Con el correr de los segundos aparecen algunas guitarras eléctricas y un toque de pedal steel que le agregan color sin cambiar el clima. El estribillo abre el juego con más batería y acordes amplios, pensados para el vivo, y después vuelve a la calma del comienzo. Esa ida y vuelta se repite en cada coro y acompaña bien lo que cuenta la letra.

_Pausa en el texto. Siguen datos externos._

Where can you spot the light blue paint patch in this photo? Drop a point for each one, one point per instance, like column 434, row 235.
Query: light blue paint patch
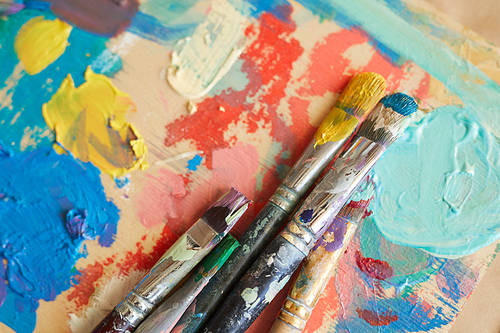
column 439, row 185
column 281, row 9
column 327, row 10
column 31, row 92
column 411, row 317
column 121, row 182
column 42, row 192
column 474, row 88
column 235, row 80
column 194, row 163
column 455, row 280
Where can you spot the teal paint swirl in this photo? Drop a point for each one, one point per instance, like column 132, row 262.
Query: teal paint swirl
column 438, row 185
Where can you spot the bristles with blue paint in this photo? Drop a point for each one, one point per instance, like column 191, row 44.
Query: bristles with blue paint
column 276, row 264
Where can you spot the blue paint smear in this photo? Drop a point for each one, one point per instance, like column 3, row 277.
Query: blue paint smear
column 38, row 190
column 279, row 8
column 401, row 103
column 31, row 92
column 194, row 163
column 236, row 79
column 411, row 317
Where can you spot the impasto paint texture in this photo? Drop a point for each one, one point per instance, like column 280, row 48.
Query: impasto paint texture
column 41, row 193
column 40, row 42
column 90, row 122
column 267, row 73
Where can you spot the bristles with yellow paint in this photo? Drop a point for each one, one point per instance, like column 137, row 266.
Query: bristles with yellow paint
column 356, row 101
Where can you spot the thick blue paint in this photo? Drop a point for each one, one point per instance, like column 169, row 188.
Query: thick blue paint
column 327, row 11
column 32, row 91
column 279, row 8
column 411, row 317
column 194, row 163
column 38, row 189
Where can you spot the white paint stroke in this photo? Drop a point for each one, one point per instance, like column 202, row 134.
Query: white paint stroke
column 200, row 61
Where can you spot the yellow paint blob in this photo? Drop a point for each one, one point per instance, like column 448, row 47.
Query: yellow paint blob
column 40, row 42
column 356, row 101
column 89, row 121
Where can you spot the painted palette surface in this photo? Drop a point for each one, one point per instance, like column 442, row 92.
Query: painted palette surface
column 116, row 137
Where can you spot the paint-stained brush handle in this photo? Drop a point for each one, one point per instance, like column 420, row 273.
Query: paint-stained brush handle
column 176, row 263
column 258, row 287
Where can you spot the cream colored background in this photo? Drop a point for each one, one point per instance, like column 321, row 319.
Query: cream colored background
column 482, row 312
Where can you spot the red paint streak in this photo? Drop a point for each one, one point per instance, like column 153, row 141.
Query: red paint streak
column 363, row 204
column 86, row 283
column 327, row 71
column 377, row 319
column 267, row 62
column 377, row 269
column 108, row 261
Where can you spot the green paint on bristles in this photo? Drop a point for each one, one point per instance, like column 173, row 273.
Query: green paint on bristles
column 217, row 257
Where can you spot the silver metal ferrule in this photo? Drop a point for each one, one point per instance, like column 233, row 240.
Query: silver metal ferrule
column 336, row 187
column 304, row 173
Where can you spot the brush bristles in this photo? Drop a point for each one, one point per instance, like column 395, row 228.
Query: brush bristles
column 361, row 94
column 386, row 123
column 225, row 212
column 354, row 211
column 218, row 256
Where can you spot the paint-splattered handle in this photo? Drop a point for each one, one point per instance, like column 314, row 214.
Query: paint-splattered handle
column 114, row 323
column 280, row 326
column 258, row 287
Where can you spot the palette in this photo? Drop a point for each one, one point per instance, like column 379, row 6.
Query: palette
column 112, row 147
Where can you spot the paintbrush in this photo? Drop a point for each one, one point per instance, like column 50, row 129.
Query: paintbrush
column 318, row 268
column 179, row 259
column 163, row 319
column 274, row 267
column 358, row 98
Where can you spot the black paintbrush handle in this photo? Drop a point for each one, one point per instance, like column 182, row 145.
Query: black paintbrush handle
column 258, row 287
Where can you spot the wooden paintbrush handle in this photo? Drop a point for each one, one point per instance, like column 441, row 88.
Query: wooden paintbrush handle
column 258, row 287
column 114, row 323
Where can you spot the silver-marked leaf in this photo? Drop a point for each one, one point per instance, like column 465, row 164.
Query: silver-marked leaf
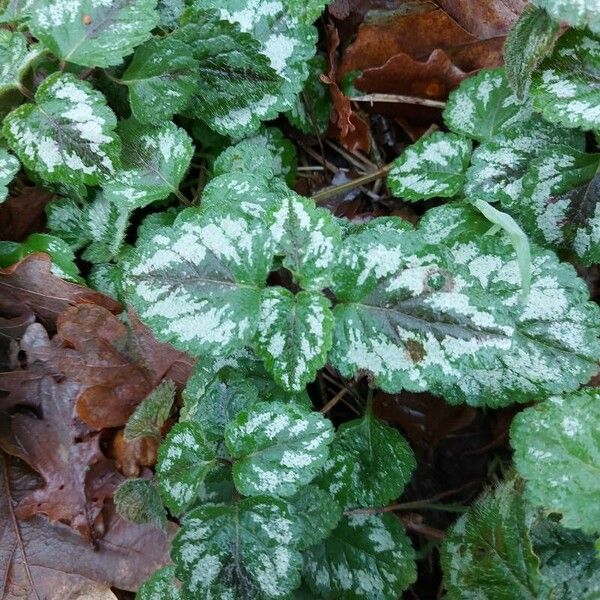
column 368, row 557
column 184, row 459
column 151, row 414
column 484, row 105
column 308, row 237
column 578, row 13
column 241, row 550
column 15, row 59
column 432, row 167
column 161, row 586
column 287, row 40
column 560, row 204
column 9, row 167
column 529, row 41
column 565, row 89
column 198, row 283
column 557, row 452
column 154, row 162
column 277, row 448
column 499, row 166
column 294, row 335
column 267, row 153
column 410, row 317
column 92, row 33
column 316, row 513
column 237, row 86
column 139, row 501
column 67, row 135
column 372, row 461
column 162, row 78
column 555, row 344
column 489, row 550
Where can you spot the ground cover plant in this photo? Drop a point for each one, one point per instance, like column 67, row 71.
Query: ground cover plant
column 299, row 301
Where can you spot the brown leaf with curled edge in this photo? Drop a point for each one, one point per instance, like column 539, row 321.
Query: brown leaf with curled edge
column 347, row 126
column 30, row 284
column 43, row 561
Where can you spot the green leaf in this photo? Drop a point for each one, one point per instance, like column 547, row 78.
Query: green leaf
column 138, row 501
column 529, row 41
column 484, row 105
column 15, row 59
column 559, row 206
column 368, row 557
column 161, row 586
column 565, row 87
column 91, row 33
column 184, row 459
column 9, row 167
column 557, row 452
column 316, row 513
column 237, row 87
column 432, row 167
column 308, row 237
column 268, row 153
column 489, row 553
column 243, row 550
column 198, row 283
column 294, row 335
column 154, row 162
column 583, row 13
column 277, row 448
column 555, row 345
column 310, row 112
column 151, row 414
column 67, row 135
column 369, row 465
column 162, row 78
column 287, row 40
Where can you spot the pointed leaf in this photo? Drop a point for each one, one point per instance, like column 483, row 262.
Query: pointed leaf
column 294, row 335
column 369, row 465
column 433, row 166
column 197, row 283
column 91, row 33
column 67, row 135
column 565, row 87
column 277, row 448
column 184, row 459
column 368, row 557
column 243, row 550
column 557, row 452
column 162, row 78
column 484, row 105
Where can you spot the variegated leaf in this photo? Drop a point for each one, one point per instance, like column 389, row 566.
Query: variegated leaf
column 484, row 106
column 369, row 464
column 277, row 448
column 294, row 335
column 308, row 237
column 9, row 167
column 432, row 167
column 154, row 162
column 92, row 33
column 67, row 135
column 565, row 87
column 184, row 459
column 198, row 283
column 15, row 59
column 557, row 452
column 162, row 78
column 241, row 550
column 367, row 557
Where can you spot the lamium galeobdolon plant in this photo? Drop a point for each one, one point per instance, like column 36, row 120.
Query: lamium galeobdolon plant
column 107, row 103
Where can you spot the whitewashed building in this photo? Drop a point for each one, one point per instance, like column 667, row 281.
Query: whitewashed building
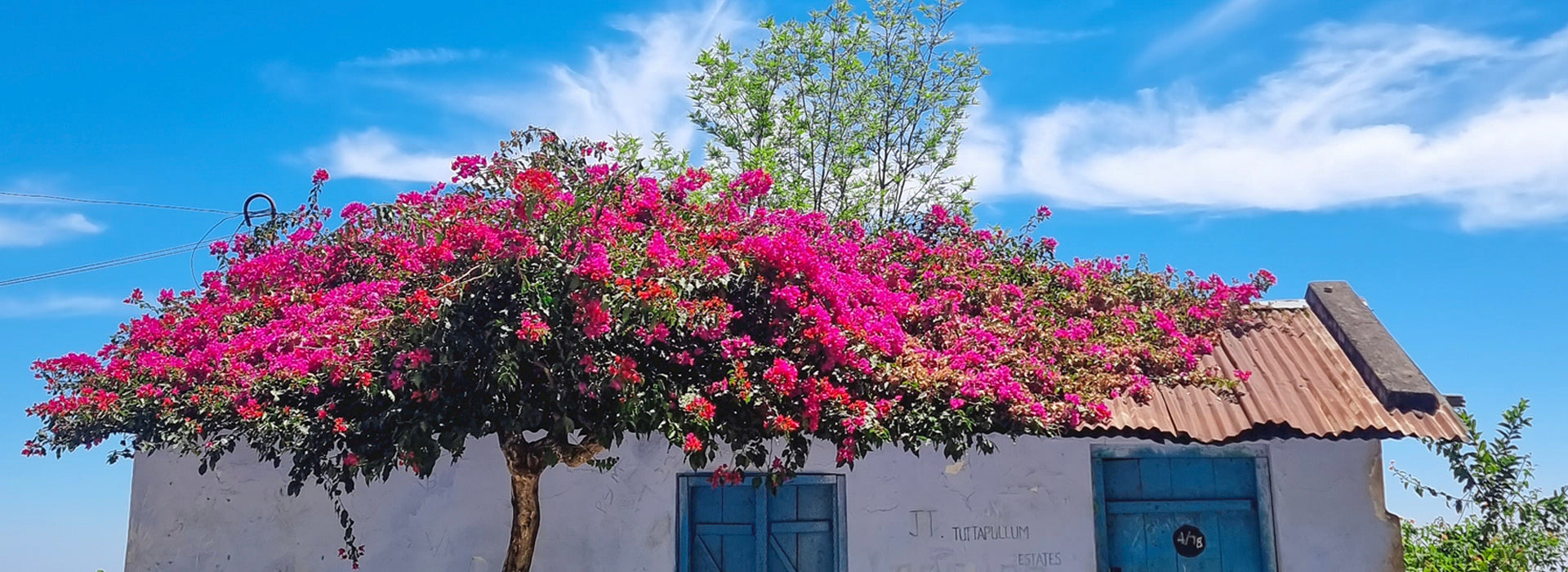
column 1288, row 476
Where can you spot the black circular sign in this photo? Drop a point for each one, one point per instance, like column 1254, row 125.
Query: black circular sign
column 1189, row 541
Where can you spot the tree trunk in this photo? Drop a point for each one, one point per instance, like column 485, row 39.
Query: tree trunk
column 528, row 461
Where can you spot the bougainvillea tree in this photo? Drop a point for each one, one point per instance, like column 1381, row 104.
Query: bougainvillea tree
column 564, row 303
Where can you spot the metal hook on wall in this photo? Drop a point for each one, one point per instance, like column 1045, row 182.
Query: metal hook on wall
column 270, row 212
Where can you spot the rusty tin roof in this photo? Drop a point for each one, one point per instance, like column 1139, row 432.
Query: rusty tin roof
column 1302, row 386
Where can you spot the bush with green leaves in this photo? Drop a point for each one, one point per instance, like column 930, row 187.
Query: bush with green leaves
column 1503, row 522
column 858, row 114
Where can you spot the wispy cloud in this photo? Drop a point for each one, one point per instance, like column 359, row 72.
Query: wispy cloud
column 1220, row 18
column 414, row 57
column 60, row 306
column 632, row 87
column 1366, row 114
column 1007, row 34
column 41, row 229
column 373, row 154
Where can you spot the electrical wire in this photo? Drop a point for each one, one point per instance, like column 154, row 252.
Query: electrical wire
column 109, row 264
column 119, row 203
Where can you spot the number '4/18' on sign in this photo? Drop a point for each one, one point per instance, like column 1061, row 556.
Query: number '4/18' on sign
column 1189, row 541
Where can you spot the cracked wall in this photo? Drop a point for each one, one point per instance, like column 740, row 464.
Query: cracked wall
column 1026, row 508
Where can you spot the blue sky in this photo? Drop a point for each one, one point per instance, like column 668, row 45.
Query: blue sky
column 1416, row 150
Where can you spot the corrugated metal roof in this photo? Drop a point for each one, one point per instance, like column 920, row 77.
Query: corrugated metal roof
column 1302, row 384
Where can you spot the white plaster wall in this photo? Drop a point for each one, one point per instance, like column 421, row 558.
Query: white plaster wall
column 1329, row 513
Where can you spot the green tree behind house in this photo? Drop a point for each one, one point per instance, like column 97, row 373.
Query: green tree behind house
column 1503, row 522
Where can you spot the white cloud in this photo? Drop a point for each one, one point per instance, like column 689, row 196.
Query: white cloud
column 59, row 306
column 1215, row 20
column 414, row 57
column 373, row 154
column 635, row 88
column 42, row 229
column 1366, row 114
column 1007, row 34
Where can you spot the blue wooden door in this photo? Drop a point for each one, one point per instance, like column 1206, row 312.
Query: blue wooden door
column 745, row 529
column 1191, row 515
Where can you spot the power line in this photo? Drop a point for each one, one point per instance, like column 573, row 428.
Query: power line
column 110, row 264
column 119, row 203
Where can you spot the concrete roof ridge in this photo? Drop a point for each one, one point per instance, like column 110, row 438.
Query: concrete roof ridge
column 1382, row 362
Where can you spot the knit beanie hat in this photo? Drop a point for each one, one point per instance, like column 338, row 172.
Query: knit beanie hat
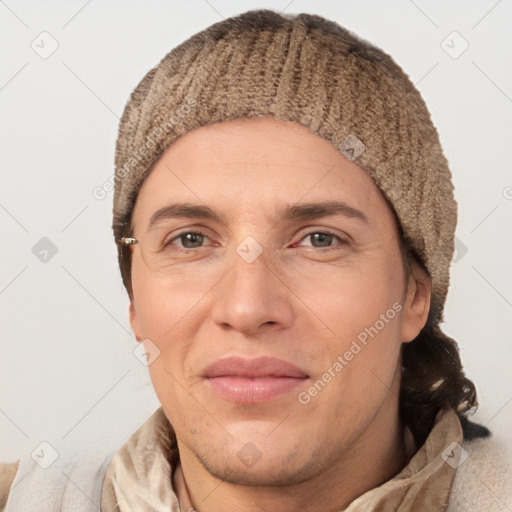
column 307, row 69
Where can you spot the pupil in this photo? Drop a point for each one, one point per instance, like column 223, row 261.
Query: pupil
column 323, row 238
column 190, row 237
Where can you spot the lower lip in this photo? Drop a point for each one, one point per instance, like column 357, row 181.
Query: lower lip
column 252, row 390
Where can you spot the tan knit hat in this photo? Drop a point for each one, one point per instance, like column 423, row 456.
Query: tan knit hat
column 307, row 69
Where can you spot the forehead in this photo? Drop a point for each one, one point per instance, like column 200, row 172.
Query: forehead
column 251, row 168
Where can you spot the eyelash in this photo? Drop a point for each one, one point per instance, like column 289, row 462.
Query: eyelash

Colorblind retrata el vacío que deja una despedida a través de imágenes claras y cotidianas. La ausencia se traduce en un mundo que pierde color, donde el verde del pasto y el azul del cielo ya no están. La canción no busca giros complejos ni metáforas rebuscadas: se apoya en una narración honesta, casi confesional, que conecta desde lo simple.
Nacido y criado en Watkinsville, Georgia, Adcock creció trabajando en el campo familiar y tuvo un primer camino ligado al deporte universitario antes de volcarse de lleno a la música. Fue durante una lesión, en 2021, cuando comenzó a grabar y publicar sus propias canciones, dando inicio a una carrera que fue ganando espacio dentro del country contemporáneo.
Con Colorblind, Adcock refuerza una identidad artística basada en historias personales y arreglos que saben cuándo avanzar y cuándo retroceder. Una canción que no necesita exagerar para dejar huella y que confirma su habilidad para transformar emociones comunes en relatos que se sienten cercanos.